DHARMSALA, India (AP) _ A 14-year-old Tibetan Buddhist leader arrived in India with blistered feet and scraped hands after walking over the snowy Himalayans, the most significant defection from Chinese-ruled Tibet since his predecessor and the Dalai Lama fled four decades ago.

Chinese leaders had installed the boy as the 17th Karmapa, head of the prominent Karma Kagyu religious order, and used him as a symbol of their rule over Tibet. His flight could compound China’s anger with exiled Tibetans and prod the communist leadership to press an already stern 4-year campaign to purge monasteries of supporters of the Dalai Lama.

``He has come,″ Desang, Cabinet secretary in the government-in-exile of the Dalai Lama, said by telephone from Dharmsala in northern India. Desang, who uses only one name, gave no other details. Other officials in Dharmsala said the exhausted boy had met with the Dalai Lama when he arrived Wednesday.

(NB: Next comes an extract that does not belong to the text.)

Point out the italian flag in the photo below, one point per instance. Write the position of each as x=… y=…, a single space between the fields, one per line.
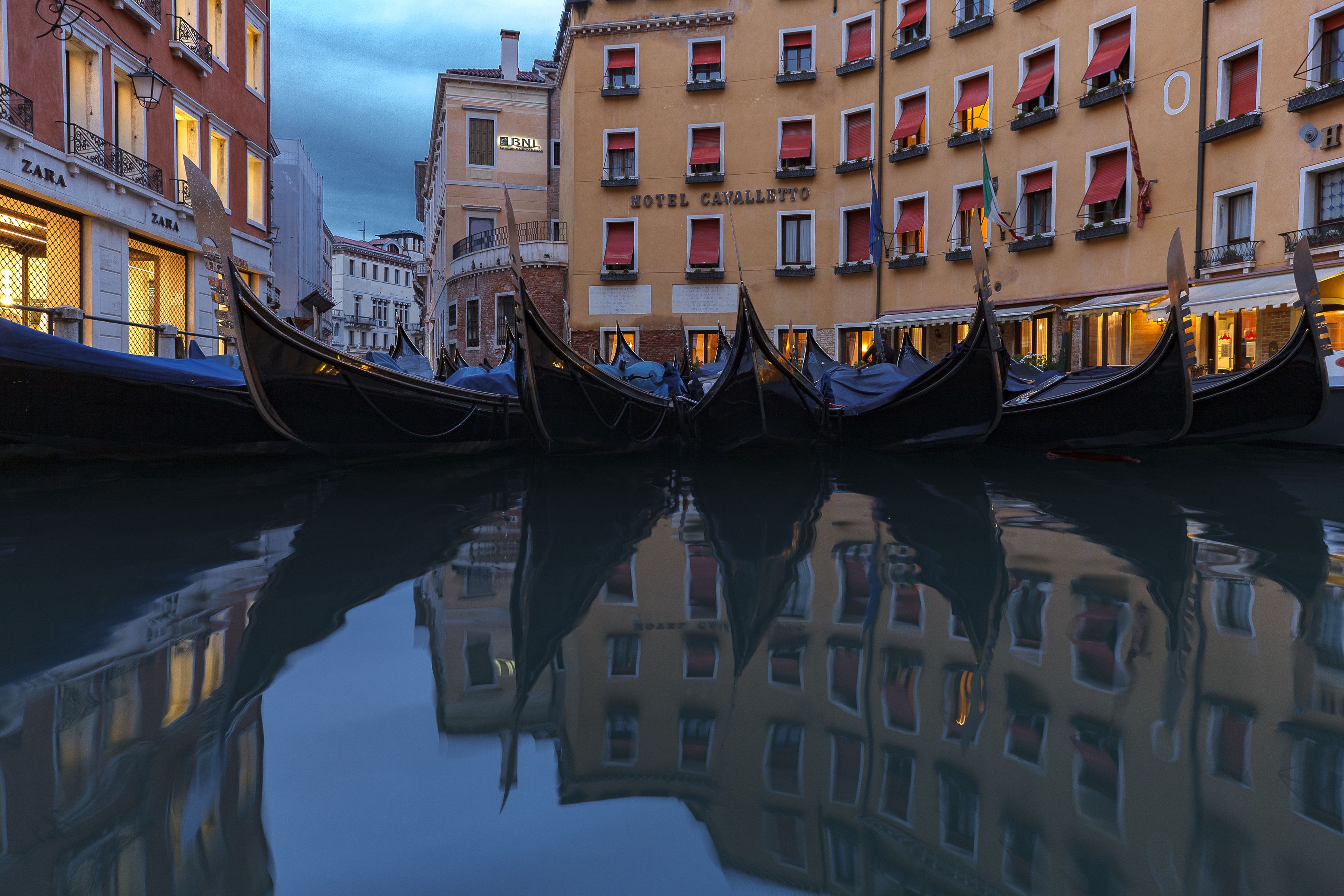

China’s State Council Information Office acknowledged the Karmapa had left his monastery in central Tibet with a ``small number of followers,″ the state-run Xinhua News Agency said today.

The report said the Karmapa had gone abroad to get musical instruments and religious articles used by his predecessors and cited a letter saying he did not mean to ``betray the state, the nation, the monastery or the leadership.″

While officials in Tibet said they had no knowledge of the Karmapa’s departure, his apparent defection sent senior Chinese leaders scurrying. The government’s top advisers on Tibet met in Beijing today to decide a public response, said Robbie Barnett, an expert on Tibetan Buddhism at Columbia University in New York.

Tibetans close to the Dharmsala administration, speaking on condition of anonymity, said the Karmapa had eluded his increasingly watchful guards by declaring his intention to go on a retreat. He and a few monks set out across the Himalayas, trekking for days along rocky paths, bordered by thorny bushes that scraped their hands. One leg of the journey was made in a jeep. Barnett said the Karmapa left the 800-year-old Tsurphu monastery on Dec. 28.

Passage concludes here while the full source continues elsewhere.